We have come a long way in 2010. While we are not proud of where we were in 2009 as a result of the unprecedented economic challenges, we have accomplished a significant amount in 2010. We believe only better things are ahead in the future. We will not rest on our modest accomplishments. Rather, we will focus a greater amount of our time on growth, which combined with a strong balance sheet and strong profits make a great company. 

We thank our associates for their efforts, our customers for their business and you, our stockholders, for your continued support of Busey.

\s\ Van A. Dukeman
President & Chief Executive Officer
First Busey Corporation

Corporate Profile

First Busey Corporation is a $3.6 billion financial holding company headquartered in Champaign, Illinois. Busey Bank, First Busey Corporation's wholly-owned bank subsidiary, is headquartered in Champaign, Illinois and has thirty-three banking centers serving downstate Illinois, a banking center in Indianapolis, Indiana, and seven banking centers serving southwest Florida. Busey Bank had total assets of $3.6 billion as of December 31, 2010.

Busey Wealth Management is a wholly-owned subsidiary of First Busey Corporation. Through Busey Trust Company, Busey Wealth Management delivers trust, asset management, retail brokerage and insurance products and services.

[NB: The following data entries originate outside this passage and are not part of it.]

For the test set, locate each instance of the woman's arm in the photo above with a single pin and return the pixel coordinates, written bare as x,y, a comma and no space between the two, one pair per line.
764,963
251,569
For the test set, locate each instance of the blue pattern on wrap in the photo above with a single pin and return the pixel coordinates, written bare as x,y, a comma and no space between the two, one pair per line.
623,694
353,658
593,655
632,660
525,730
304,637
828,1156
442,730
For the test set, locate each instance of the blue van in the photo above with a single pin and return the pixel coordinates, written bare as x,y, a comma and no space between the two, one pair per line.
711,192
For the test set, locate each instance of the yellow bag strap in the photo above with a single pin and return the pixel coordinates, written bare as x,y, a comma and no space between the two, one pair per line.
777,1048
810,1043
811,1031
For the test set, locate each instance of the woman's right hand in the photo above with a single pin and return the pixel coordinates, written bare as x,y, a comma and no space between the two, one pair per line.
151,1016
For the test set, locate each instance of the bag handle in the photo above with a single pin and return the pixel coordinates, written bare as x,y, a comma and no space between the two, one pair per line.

As of December 31, 2010, Busey Wealth Management had approximately $3.5 billion in assets under care.

First Busey Corporation owns a retail payment processing subsidiary, FirsTech, Inc., which processes over 28 million transactions per year through online bill payments, lockbox processing and walk-in payments through its 3,100 agent locations in 38 states.

Busey provides electronic delivery of financial services through our website, .

Special Note Concerning Forward-Looking Statements

This document may contain, forward-looking statements within the meaning of the Private Securities Litigation Reform Act of 1995 with respect to the financial condition, results of operations, plans, objectives, future performance and business of the Company. Forward-looking statements, which may be based upon beliefs, expectations and assumptions of the Company's management and on information currently available to management, are generally identifiable by the use of words such as "believe," "expect," "anticipate," "plan," "intend," "estimate," "may," "will," "would," "could," "should" or other similar expressions. Additionally, all statements in this document, including forward-looking statements, speak only as of the date they are made, and the Company undertakes no obligation to update any statement in light of new information or future events. A number of factors, many of which are beyond the ability of the Company to control or predict, could cause actual results to differ materially from those in its forward-looking statements. These factors include, among others, the following: (i) the strength of the local and national economy; (ii) the economic impact of any future terrorist threats or attacks; (iii) changes in state and federal laws, regulations and governmental policies concerning the Company's general business; (iv) changes in interest rates and prepayment rates of the Company's assets; (v) increased competition in the financial services sector and the inability to attract new customers; (vi) changes in technology and the ability to develop and maintain secure and reliable electronic systems; (vii) the loss of key executives or employees; (viii) changes in consumer spending; (ix) unexpected results of acquisitions; (x) unexpected outcomes of existing or new litigation involving the Company; and (xi) changes in accounting policies and practices. These risks and uncertainties should be considered in evaluating forward-looking statements and undue reliance should not be placed on such statements. Additional information concerning the Company and its business, including additional factors that could materially affect the Company's financial results, is included in the Company's filings with the Securities and Exchange Commission.